На этом фоне тютчевская "Русская география", включающая в перечень российских столиц "Москву, и град Петров, и Константинов град", могла бы, пожалуй, рассматриваться как некая извращенная уступка принципу реальности, ограничивающая потенциальные пределы "царства русского" Восточной Европой до границы "второго крепостничества", Передней Азией и отторгаемым от Британской империи Индостаном, — "от Нила до Невы, от Эльбы до Китая, от Волги по Евфрат, от Ганга до Дуная", — так что коренная Европа как бы остается в нетронутости по ту сторону Эльбы. Но специалисты-тютчевоведы дружно утверждают, что в эзотерическом словоупотреблении поэта "град Петров" значило не "город императора Петра", а "город Петра-апостола", т. е. Рим. Так в картине континенталистской российской экспансии, словно и не распространяющейся на романо-германский мир, оказывается подспудно закодирован мотив похищения Европы: в "евразийском" континентализме маячит криптограммой аннексия духовной столицы католицизма.
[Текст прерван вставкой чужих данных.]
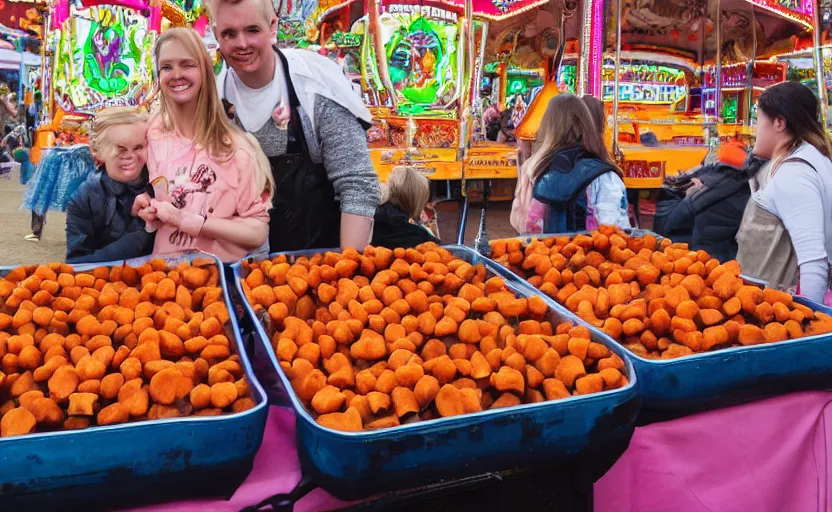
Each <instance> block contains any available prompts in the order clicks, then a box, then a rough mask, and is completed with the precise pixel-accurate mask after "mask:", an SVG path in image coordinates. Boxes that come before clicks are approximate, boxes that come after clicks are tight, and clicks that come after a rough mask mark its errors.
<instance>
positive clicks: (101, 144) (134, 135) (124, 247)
mask: <svg viewBox="0 0 832 512" xmlns="http://www.w3.org/2000/svg"><path fill="white" fill-rule="evenodd" d="M147 121H148V115H147V114H144V113H139V112H137V111H136V109H135V108H131V107H113V108H107V109H104V110H102V111H100V112H98V114H97V115H96V116H95V120H94V122H93V124H92V129H91V131H90V149H91V150H92V154H93V157H94V158H95V160H96V163H97V164H98V165H99V167H98V172H96V173H93V174H92V175H91V176H90V177H89V179H87V181H86V182H84V183H83V184H82V185H81V186H80V187H79V188H78V190H77V191H76V192H75V194H74V195H73V196H72V199H71V200H70V201H69V205H68V206H67V211H66V261H67V262H68V263H88V262H102V261H115V260H122V259H129V258H136V257H139V256H145V255H147V254H150V252H151V251H152V250H153V235H152V234H150V233H147V232H146V231H145V224H144V222H143V221H142V220H141V219H139V218H136V217H134V216H133V215H132V214H131V212H130V209H131V207H132V205H133V201H134V199H135V198H136V196H138V195H140V194H142V193H144V192H145V190H146V189H147V168H146V167H145V162H146V161H147V139H146V133H147Z"/></svg>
В мои намерения не входит развернутая оценка воздействия западоцентризма России на различные стороны ее цивилизации. Можно долго перечислять те адаптивные, европеоидные новшества, которые благоприятно вошли в плоть российского общества благодаря такой ориентировке. Но не забудем и того, как массовый отток русского крестьянства за Урал, начинающийся вопреки полицейским препятствиям сразу после отмены крепостного права, обнаруживает роль крепостничества в поддержании прозападного демографического, а как следствие и хозяйственного, крена России по вторую половину прошлого века. И наоборот, низкий геополитический статус Сибири минимизировал то инновационное влияние, которое при иных обстоятельствах могли бы оказать в российских масштабах такие фермерские черты сибирской аграрной социальности, как отмечавшиеся еще Г.Н.Потаниным "отсутствие дворянства, оторванность от великорусских традиций, индивидуализм в сельском мире, распыление земельной общины"[21]. В отличие от "территорий-проливов" Восточной Европы в России контрмодернистские институции "второго крепостничества", не содействуя привязке страны впрямую к западному миру-экономике, тем не менее подпитывали внутреннюю западоцентристскую организацию государства и в свою очередь в ней обретали подкрепление.
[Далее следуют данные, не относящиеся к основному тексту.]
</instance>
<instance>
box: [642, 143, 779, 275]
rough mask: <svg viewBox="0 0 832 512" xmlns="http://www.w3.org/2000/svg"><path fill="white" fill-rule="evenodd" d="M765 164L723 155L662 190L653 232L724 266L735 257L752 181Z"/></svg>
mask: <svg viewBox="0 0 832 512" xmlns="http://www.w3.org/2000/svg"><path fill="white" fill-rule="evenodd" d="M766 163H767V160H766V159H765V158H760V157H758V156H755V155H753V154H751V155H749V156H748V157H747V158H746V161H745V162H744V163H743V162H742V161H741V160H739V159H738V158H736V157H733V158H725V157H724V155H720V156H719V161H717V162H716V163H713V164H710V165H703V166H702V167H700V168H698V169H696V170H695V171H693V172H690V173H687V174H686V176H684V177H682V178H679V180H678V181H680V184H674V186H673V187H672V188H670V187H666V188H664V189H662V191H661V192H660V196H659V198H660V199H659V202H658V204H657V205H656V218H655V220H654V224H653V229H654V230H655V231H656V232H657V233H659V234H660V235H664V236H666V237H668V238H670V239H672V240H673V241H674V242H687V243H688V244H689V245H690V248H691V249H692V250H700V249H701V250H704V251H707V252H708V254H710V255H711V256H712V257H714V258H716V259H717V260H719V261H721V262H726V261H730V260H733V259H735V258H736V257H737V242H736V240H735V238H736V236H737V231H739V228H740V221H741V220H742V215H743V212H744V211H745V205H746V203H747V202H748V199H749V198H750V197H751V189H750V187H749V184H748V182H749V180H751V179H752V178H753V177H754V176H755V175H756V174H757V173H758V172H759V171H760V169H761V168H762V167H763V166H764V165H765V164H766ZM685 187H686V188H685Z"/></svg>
Однако дело не только в том, что "европейские" черты великоимперской российской культуры должны рассматриваться в соединении с неевропейской социальностью. Подобное утверждение справедливо и для Восточной Европы, хотя туда сами культурные волны, зарождавшиеся в коренной Европе, доходили в порядке их вскипания: Возрождение, Реформация, Просвещение. В России же европейская культура распространялась в XVIII–XIX вв., подчиняясь скорее эндогенно-российским, чем собственным ритмам, в виде фантастического гетерохронного концентрата, на котором возникают незападные синтезы. Отсюда нескончаемые и неразрешимые споры о том, что в России считать за барокко, Ренессанс, романтизм, реализм и т. д. Тут на незападную социальность ложилась не просто западная культура, но ее причудливая, обвальная рецепция, каковую О.Шпенглер полагал "псевдо-морфозом" и которая из самой Европы делала "святую и страшную вещь" Достоевского, т. е. вещь неевропейскую.